Otra vuelta de tuerca. Otro gran shock externo inesperado. En los últimos quince años la evolución de la economía internacional, y particularmente la europea, es un continuo sinvivir. En este drama hay un personaje que aparece en escena una y otra vez: el famoso cisne negro. Se suele llamar así al «impacto de lo altamente improbable»; es decir, un fenómeno imprevisto, ajeno a lo que se considera desarrollo normal y racional de los acontecimientos, y cuya irrupción brusca provoca una ruptura dolorosa en la economía o el conjunto de la vida social. Es lo que ocurrió en el 2008 con una crisis financiera para la que no estábamos preparados; luego la gran pandemia. Y ahora con esta guerra en el este de Europa.
¿Cuál será la repercusión económica de la invasión de Ucrania? Dependerá de lo que dure el conflicto, de si se enquista o no, y de hasta dónde llegue la escalada de sanciones. Pero todo indica que a corto plazo sus costes los vamos a ir sintiendo con fuerza, en nuestros bolsillos y en el estado de las cuentas macroeconómicas.
En una perspectiva temporal más dilatada, ¿cuáles pueden ser esos efectos? Para no entrar en un terreno demasiado especulativo, me limitaré a señalar dos. El primero, y que ahora mismo está en todas las conversaciones, es la posibilidad de que, si la guerra dura, la inflación se consolide en niveles altos, impensables hace tan solo un año.
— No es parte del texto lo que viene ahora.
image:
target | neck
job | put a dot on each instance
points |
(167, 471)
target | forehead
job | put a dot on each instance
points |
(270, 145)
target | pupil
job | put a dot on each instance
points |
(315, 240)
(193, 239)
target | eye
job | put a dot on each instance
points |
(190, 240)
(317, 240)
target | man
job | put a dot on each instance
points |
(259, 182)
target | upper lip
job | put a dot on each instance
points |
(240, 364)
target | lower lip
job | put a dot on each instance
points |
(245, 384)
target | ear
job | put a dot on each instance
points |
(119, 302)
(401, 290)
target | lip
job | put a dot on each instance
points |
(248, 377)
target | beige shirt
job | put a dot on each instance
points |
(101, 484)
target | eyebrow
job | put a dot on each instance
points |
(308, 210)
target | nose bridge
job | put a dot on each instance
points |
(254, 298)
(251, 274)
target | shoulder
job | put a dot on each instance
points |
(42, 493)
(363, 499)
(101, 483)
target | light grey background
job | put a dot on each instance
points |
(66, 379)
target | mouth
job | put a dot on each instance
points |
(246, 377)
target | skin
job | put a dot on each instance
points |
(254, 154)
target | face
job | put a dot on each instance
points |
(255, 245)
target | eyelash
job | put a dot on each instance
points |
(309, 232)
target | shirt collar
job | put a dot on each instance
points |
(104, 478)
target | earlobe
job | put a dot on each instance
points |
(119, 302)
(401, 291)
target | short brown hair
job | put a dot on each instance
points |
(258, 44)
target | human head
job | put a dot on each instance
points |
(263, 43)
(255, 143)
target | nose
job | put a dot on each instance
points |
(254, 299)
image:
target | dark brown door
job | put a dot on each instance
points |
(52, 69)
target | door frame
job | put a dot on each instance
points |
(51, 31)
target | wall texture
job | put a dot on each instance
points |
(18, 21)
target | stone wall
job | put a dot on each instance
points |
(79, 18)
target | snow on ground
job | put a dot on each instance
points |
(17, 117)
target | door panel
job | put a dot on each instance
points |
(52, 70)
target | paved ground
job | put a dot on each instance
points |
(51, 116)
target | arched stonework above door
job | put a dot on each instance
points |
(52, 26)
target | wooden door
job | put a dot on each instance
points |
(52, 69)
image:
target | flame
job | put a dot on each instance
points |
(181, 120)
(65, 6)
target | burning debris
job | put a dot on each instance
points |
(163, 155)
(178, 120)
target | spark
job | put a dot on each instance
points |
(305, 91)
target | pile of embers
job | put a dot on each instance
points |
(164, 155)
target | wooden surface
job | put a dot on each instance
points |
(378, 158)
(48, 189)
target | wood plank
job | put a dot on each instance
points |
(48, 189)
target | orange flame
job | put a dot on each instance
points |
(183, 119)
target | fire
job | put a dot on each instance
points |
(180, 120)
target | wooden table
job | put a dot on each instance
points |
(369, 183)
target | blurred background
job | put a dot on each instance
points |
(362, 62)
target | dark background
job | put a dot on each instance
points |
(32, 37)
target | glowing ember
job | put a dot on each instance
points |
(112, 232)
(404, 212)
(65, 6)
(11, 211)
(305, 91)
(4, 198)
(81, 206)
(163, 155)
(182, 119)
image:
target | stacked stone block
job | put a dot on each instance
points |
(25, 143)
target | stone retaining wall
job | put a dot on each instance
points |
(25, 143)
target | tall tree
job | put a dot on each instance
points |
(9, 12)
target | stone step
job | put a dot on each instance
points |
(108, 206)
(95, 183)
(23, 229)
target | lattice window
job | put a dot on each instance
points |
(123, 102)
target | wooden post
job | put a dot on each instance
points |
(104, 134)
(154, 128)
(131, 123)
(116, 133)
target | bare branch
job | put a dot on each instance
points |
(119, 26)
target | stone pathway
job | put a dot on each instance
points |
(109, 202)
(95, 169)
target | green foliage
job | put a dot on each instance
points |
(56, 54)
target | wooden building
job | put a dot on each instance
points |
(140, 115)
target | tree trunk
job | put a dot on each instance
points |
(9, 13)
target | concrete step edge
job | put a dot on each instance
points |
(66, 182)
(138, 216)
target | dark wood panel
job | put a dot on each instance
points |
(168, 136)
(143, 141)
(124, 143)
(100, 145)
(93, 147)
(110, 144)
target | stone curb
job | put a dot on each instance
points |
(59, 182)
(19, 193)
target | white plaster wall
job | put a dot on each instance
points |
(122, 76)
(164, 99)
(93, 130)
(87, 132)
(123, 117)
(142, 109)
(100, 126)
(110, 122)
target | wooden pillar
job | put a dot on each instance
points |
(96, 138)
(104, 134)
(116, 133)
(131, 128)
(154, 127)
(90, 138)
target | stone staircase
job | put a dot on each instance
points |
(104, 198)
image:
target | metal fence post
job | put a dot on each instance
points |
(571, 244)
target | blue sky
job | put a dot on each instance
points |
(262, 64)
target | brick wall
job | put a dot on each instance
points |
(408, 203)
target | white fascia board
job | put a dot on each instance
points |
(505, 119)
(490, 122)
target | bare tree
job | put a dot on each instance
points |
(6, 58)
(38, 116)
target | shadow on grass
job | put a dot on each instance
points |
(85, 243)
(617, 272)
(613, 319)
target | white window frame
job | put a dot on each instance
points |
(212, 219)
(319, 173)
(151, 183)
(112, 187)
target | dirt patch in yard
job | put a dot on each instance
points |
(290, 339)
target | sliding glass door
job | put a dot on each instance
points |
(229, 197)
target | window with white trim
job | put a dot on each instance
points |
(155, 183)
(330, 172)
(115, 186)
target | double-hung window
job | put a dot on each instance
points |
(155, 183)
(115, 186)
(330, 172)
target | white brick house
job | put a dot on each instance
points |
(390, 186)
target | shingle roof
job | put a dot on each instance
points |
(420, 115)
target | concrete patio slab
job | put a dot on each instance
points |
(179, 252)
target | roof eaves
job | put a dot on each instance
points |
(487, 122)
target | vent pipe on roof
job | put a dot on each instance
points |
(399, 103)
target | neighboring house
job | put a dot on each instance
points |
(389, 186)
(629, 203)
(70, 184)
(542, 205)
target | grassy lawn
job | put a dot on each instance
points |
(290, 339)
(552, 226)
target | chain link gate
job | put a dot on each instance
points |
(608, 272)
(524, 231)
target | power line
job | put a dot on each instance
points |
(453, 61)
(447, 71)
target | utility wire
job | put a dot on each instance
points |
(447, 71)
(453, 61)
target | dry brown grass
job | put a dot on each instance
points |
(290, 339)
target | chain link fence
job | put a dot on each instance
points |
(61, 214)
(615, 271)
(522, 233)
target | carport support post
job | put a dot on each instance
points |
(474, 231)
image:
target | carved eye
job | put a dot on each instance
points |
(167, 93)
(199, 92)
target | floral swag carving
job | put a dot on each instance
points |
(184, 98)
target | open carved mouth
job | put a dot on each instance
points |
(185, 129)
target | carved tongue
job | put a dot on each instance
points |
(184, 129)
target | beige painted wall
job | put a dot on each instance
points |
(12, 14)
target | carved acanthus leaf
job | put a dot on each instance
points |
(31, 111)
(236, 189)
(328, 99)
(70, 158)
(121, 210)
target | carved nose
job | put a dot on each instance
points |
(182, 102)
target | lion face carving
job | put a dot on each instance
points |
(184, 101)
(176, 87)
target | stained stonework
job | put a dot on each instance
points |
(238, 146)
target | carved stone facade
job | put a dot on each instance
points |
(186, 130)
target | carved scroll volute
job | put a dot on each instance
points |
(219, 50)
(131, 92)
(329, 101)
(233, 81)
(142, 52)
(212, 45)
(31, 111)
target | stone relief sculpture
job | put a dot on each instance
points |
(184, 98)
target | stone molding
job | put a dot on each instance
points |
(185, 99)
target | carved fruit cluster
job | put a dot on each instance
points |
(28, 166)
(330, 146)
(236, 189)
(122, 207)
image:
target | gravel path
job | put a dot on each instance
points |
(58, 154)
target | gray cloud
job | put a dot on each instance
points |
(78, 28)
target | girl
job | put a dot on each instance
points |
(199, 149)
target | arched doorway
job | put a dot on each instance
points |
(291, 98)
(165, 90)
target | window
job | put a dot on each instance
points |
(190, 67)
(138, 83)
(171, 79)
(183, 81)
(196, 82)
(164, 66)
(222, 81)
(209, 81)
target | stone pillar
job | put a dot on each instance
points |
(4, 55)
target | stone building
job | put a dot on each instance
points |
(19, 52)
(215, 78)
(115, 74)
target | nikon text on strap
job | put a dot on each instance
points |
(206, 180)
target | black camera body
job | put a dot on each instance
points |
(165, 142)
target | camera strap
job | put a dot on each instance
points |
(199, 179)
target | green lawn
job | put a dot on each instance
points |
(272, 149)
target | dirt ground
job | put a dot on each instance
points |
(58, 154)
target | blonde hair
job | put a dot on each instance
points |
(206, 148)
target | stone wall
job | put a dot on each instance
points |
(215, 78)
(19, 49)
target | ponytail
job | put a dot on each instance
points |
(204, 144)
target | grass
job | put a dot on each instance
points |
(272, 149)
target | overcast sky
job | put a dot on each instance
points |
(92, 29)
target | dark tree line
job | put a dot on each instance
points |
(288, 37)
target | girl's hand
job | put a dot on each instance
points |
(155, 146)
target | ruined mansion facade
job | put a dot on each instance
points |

Algo que tendría, sin duda, consecuencias muy perturbadoras para la economía y la acción de los gobiernos, que hace muy poco se presuponía lanzada hacia una transformación a gran escala de los modelos productivos. Sería, en efecto, muy problemático, pero podría ser un grave error darlo por seguro y condicionar a ello las políticas económicas.
La otra gran repercusión —esta, en mi opinión, segura— es que a uno de los rasgos fundamentales de la economía mundial de los últimos treinta años —la globalización— podemos decirle adiós, al menos en la forma que hemos conocido. En este punto es obligado recordar que la globalización, al menos la de carácter comercial, lleva casi una década dando algunos síntomas de agotamiento. En ese tiempo, las medidas proteccionistas en todo el mundo se han doblado y la inversión directa se ha visto reducida a la mitad. No es raro que el Consejo de Inteligencia norteamericano afirmara ya en el 2021 que «viene un entorno más complejo y fragmentado para el comercio» y que «el crecimiento económico orientado por el comercio se reducirá significativamente».
Lo que antes de la guerra se atisbaba eran unos mercados globales cada vez más escindidos en dos grandes bloques, a la cabeza de los cuales se situaría una de las grandes potencias actuales, Estados Unidos o China. Dos bloques con fuerte competencia (por ejemplo en materia tecnológica) y no pocas tensiones, pero también con líneas de cooperación entre sí. La guerra de Ucrania refuerza considerablemente la posibilidad de ese escenario, y lo hace más bronco y proclive al conflicto.
Pero hay un segundo aspecto menos conocido: hasta ahora la parte de la mundialización económica que apenas ha experimentado un retroceso es la financiera. Pero eso pudiera estar cambiando: la cancelación del uso de las reservas rusas de divisas y su apartamiento del sistema Swift podría abrir el camino para que un cierto número de países decidieran apartarse de los mercados globales de capital. De ser así, estaríamos ante otra notable e inesperada novedad: la fragmentación de las finanzas.